# router skies



## hal (Sep 14, 2004)

some time back I was browing the forum and I saw a picture of a router on a set of skies, can someone direct me to that picture or supply some basic dimentions?


----------



## Joe Lyddon (Sep 11, 2004)

hal said:


> some time back I was browing the forum and I saw a picture of a router on a set of skies, can someone direct me to that picture or supply some basic dimentions?


Checkout the posts of Template Tom and Harrysin

... it's there somewhere...


----------



## challagan (Feb 7, 2006)

Hal this may not be the thread you are speaking of but it shows how to make the skis. 

http://www.routerforums.com/attachm...pport-your-router-dvd-1-10-router-support.pdf

This is probably the thread you saw with the actual photos... by our freind Harry S.
http://www.routerforums.com/guide-bushings-templates/4272-new-project-hot-off-router.html

Corey


----------



## Joe Lyddon (Sep 11, 2004)

hal,

I did a Search, at top of page, for SKIS... found this...


http://www.routerforums.com/attachm...ates/4897-completion-routed-box-lid-lid-4.jpg


http://www.routerforums.com/guide-b...completion-routed-box-lid.html?highlight=skis


----------



## hal (Sep 14, 2004)

To Challagan & Joe Lyddon
Thank you for your reponse to my question. The photo you directed me to Joe was the one I was looking for, I'm a visual person, if I can see a photo or drawing I can usually build it. Expansions are or good, but a photo is hard to beat.
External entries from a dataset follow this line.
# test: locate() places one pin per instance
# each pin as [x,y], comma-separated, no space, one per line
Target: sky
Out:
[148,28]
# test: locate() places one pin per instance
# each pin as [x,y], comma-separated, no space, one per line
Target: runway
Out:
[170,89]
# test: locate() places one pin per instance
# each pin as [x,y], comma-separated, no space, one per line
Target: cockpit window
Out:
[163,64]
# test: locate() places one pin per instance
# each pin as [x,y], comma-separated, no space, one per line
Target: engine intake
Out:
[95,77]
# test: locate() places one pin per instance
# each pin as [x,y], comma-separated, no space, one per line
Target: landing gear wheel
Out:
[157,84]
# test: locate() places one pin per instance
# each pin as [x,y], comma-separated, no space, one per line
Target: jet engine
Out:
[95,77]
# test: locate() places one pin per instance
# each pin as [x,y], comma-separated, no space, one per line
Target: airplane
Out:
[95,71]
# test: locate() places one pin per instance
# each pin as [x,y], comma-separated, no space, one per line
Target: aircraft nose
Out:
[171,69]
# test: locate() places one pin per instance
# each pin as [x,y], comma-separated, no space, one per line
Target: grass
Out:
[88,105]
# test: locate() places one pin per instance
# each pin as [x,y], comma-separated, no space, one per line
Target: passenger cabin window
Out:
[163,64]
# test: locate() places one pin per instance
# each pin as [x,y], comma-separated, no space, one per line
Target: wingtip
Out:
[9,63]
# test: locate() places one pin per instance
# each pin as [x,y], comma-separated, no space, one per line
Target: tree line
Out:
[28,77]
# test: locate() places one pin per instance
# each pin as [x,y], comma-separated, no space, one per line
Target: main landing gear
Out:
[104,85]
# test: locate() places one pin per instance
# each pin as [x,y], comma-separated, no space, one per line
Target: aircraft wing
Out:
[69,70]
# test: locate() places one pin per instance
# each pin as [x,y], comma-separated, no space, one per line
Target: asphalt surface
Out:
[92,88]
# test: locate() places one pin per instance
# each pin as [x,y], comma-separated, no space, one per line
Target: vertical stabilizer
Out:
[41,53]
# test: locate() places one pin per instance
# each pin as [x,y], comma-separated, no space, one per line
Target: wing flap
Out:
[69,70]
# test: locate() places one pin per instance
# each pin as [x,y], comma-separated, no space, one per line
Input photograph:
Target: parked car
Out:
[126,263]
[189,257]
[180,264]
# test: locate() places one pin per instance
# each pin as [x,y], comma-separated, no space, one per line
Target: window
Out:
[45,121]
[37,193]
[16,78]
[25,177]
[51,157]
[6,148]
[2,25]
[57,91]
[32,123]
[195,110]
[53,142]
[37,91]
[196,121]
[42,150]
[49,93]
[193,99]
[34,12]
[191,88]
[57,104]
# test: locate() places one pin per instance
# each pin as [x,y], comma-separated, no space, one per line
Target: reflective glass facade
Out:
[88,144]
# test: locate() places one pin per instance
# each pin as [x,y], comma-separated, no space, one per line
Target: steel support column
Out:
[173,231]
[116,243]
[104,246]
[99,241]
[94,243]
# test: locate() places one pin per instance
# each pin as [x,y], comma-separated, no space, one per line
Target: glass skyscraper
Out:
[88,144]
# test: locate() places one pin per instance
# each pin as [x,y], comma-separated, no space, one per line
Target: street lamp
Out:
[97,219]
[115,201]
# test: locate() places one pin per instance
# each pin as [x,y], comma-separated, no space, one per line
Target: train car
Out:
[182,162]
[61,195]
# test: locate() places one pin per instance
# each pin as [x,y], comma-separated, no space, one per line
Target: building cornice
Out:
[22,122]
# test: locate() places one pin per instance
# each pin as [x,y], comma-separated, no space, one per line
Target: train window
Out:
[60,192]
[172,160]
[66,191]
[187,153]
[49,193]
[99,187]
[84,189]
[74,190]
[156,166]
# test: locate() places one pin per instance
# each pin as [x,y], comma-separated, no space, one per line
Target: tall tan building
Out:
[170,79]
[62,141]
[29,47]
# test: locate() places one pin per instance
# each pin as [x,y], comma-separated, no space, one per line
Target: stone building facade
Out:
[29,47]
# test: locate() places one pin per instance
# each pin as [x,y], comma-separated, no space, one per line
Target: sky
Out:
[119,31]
Challagan your direction to the pdf of supports also is a good find, I printed it off and it will go into my Router Note Book.

Thank you again Hal


----------



## harrysin (Jan 15, 2007)

Hal, whilst the photo-shoots you were referred to by Corey and Joe are probably self explanatory, don't be shy to ask questions if you require any further help. harrysin


----------